Also Problems

Complain about physics or engineering all you want, but I’d build a deathray if they let me. I keep signing ‘Safe Research’ agreements, and the subtitle is always ‘No Deathrays, MATT!’ I’d build a deathray right now. I’ll get some spandex, go on Atkins, and make people RUE THE DAY. Aktins is probably why mad scientists are so cranky.

Also, there’s no Spiderman movie where villians summon dinosaurs in NYC. Spiderman needs to fight a T-Rex in Time Square. Prefeathers T-Rex. The villians are mad scientists. They can change things up for the aesthetics. The T-Rexes can eat the complainers!

Also also, I think it should be T-Reges.

Twisting a Conversation

So narrator Alice is overhearing Bob and Charlie talking. I need Bob and Charlie to mention they’re going to do a little murder. I’ve got a few difficulties.
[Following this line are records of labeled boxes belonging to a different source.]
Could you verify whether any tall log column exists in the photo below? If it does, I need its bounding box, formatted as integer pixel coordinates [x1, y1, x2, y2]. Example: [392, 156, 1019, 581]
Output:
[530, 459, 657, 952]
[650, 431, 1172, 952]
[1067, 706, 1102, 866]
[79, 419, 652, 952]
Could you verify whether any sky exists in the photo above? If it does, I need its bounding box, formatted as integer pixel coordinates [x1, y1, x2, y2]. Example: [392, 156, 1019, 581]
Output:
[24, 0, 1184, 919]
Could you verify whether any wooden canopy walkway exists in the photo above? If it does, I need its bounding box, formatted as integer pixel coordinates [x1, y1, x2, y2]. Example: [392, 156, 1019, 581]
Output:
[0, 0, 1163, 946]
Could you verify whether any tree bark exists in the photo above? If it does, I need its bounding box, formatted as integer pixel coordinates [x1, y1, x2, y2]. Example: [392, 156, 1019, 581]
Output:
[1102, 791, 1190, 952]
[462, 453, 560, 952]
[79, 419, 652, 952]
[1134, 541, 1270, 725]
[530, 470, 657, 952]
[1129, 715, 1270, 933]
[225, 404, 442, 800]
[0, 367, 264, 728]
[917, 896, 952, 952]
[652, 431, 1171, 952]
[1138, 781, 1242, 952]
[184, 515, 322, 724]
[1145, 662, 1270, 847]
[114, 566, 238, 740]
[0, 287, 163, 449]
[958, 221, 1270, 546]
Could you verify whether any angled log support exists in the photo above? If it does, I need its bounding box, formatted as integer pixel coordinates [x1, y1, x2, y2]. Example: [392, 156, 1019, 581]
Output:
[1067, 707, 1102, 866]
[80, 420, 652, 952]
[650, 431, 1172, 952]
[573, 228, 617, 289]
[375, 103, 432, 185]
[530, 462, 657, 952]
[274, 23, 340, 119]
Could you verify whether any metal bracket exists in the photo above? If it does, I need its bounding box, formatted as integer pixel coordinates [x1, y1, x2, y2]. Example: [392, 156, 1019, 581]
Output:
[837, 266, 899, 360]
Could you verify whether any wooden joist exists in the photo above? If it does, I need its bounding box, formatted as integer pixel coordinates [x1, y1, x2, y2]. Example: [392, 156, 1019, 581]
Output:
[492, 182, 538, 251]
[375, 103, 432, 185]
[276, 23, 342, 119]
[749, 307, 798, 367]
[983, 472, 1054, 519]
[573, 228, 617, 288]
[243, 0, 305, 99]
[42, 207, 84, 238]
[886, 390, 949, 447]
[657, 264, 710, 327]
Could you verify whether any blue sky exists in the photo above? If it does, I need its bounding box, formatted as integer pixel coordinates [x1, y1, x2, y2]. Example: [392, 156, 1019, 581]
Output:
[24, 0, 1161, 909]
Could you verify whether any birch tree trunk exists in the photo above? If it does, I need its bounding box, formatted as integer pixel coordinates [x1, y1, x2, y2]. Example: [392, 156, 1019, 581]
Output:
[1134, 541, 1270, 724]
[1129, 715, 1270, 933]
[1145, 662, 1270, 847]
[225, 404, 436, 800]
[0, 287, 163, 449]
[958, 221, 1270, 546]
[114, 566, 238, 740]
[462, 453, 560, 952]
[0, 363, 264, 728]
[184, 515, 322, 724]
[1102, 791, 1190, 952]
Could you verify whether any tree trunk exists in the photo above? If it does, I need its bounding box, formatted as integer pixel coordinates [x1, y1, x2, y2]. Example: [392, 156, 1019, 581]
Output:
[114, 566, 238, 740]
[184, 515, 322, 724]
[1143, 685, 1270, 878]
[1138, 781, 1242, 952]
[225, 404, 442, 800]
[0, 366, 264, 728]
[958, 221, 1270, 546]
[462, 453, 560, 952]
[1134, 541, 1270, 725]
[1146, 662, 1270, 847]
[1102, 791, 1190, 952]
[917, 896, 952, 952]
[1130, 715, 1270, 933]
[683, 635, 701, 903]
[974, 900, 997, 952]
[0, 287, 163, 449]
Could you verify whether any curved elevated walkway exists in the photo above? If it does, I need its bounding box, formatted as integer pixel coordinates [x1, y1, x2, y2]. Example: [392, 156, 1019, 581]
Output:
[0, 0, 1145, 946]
First, arguments in the real world sound unrealistic, because most arguments in the real world consist of two people saying the same thing over and over again. Listen to some old, bitter argument. There’s no new information; the people just keep bringing up the same information that they think the other party isn’t properly weighing. If Bob thinks they shouldn’t do the murder because they’ll get caught, but Charlie really doesn’t like Danielle, Bob will really just keep saying, ‘But we’ll get caught!’ over and over again. That doesn’t sound real in text. Likewise, Bob will start harping on how much he doesn’t want to go to jail, get killed by the police, why the investigators will catch them, etc. It’s all stuff Charlie already knows but isn’t weighing as heavily as Bob thinks he should. It’s called maid-and-butler dialogue, two people saying things they already know for the benefit of the audience, but it’s how people talk.

They talk like that when they’re performing for someone. Either themselves or an audience, but they’re performing.

In politics, you know the conversation has halted when people talk to the press like this. ‘I believe in America!’ or ‘We need to help the people!’ These are both obvious statements, and Party A could or should know Party B knows them already. But Party B isn’t weighing a point as heavily as Party A thinks they should. So the truisms reappear, and Party A will say one to the media because they’re performing now, not seriously trying to move ahead.

I’ve worked with teenagers a few times, and they’re a lot of fun (as an adult) when they’re not performing. If they’re performing for each other or themselves, they’re infuriating.

The proverbial maid and butler are performing for the audience. People in real arguments where the positions have calcified are performing for themselves. They’ve visualized this, practiced this, thought about it in the shower and while cooking, and now they’re doing what they practiced. It’s a show where the audience and performer are one.

But for all that it happens in the real world all the time, it sounds terrible and gets me no closer to Bob and Charlie confirming to the eavesdropping narrator that they’re going to do a little murder.